As for his future plans, Romeo lists public safety as his top priority. “I want to concentrate my use of resources protecting the neighborhood and keeping our neighborhood safe,” said Romeo. “That means taking a harsh stance on violent criminals and taking a harsh stance on absentee landlords.”
Mary Anne Doherty (Democrat)
(Editor’s note: This story was updated with information from Doherty on April 22, 2013)

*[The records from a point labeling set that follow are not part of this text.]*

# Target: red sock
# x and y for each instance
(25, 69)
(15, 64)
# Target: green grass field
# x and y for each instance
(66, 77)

Doherty, 52, has worked for the city of Syracuse for 12 years and spent 10 of those years as a litigator. In 2011, she was appointed by Mayor Stephanie Miner as Syracuse corporation counsel, where she managed an office of 12 attorneys and 10 staff. The corporation counsel offers legal advice to the mayor, the city departments and other city agencies about economic development, real estate transactions and other legal issues, according to the city’s website.
“It has been a dream of mine to become a judge,” Doherty said in an email interview. “I feel that my experience with the city makes me a unique candidate as I am intimately aware of city residents’ concerns because I have dealt with the residents and their concerns for 12 years.”
Doherty volunteered for about seven years at Vera House for the Monday Evening Clinic, a program to give women free legal advice. She is a former vice president of the Central New York Women’s Bar Association.
Doherty earned her law degree from Western New England University in Springfield, Mass., in 1999, and a bachelor’s degree in fine arts from Syracuse University in 1985.
(Maya Gao Qian is a graduate student in magazine, newspaper and online journalism.)